Symptoms of Hallux RigidusThe most common symptom, and the most common reason to seek medical attention for this problem, is pain around the base of the big toe. This pain is accentuated with activity, especially running or jumping. Wearing firm-soled shoes that prevent motion at the base of the big toe will help relieve symptoms. Other common symptoms include swelling at the base of the big toe, a lump next to this joint due to bone spur formation, and calluses from the abnormal shape of the toe.
The diagnosis of hallux rigidus is made by testing the mobility of the MTP joint, usually comparing it to the opposite foot to see how much motion is lost at the joint. X-rays are performed to determine how much of the joint cartilage has worn away, and to see if bone spurs have formed in this area. Determining the extent of the arthritis will help guide treatment.
Treatment of Hallux Rigidus
- Wearing Stiff-Soled Shoes
Stiff-soled shoes limit motion at the base of the big toe. Inserts can be made for shoes that can help support your existing footwear. Alternatively, when buying shoes, look for types with a less-flexible sole that will prevent the arthritic joint from bending.
- Adding a Rocker Bottom to Shoes
A rocker-bottom is a curved sole that can be added to your footwear. The rock-bottom, much like the bottom of a rocking-chair, helps the foot smoothly transition from the heel to the toe while walking. This modification also limits the movement of the arthritic toe joint.
- Anti-Inflammatory Medications
These medications will help to decrease pain and swelling at areas of inflammation. If the oral medications are not sufficient, and injection of cortisone may also be considered.

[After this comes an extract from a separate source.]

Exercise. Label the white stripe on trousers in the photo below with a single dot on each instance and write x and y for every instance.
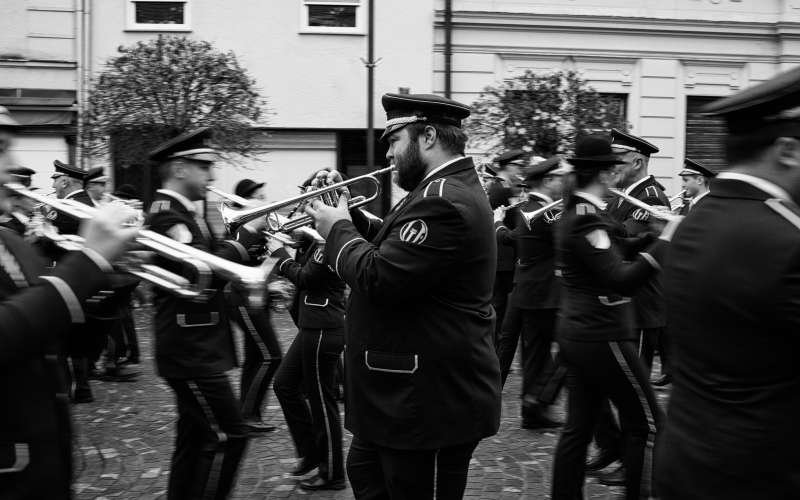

Surgery is sometimes the best treatment for hallux rigidus, especially if the more conservative measures are not working for you. The two most common surgical procedures are called a cheilectomy or an arthrodesis (fusion). The cheilectomy is a procedure done to remove the bone spurs. The cheilectomy often helps if the bone spurs are limiting the joint motion.
The concern with performing a cheilectomy is that while the bone spurs are removed, the joint is still arthritic, and the spurs can return. While the pain caused by limited motion may be improved, the pain coming from worn out cartilage may remain. A more extensive surgery called a joint fusion may be necessary for these patients. A fusion is an excellent procedure at eliminating much of the pain, but it will cause the toe to be permanently stiff.
Mann RA "Disorders of the First Metatarsophalangeal Joint" J. Am. Acad. Ortho. Surg., Jan 1995; 3: 34 - 43.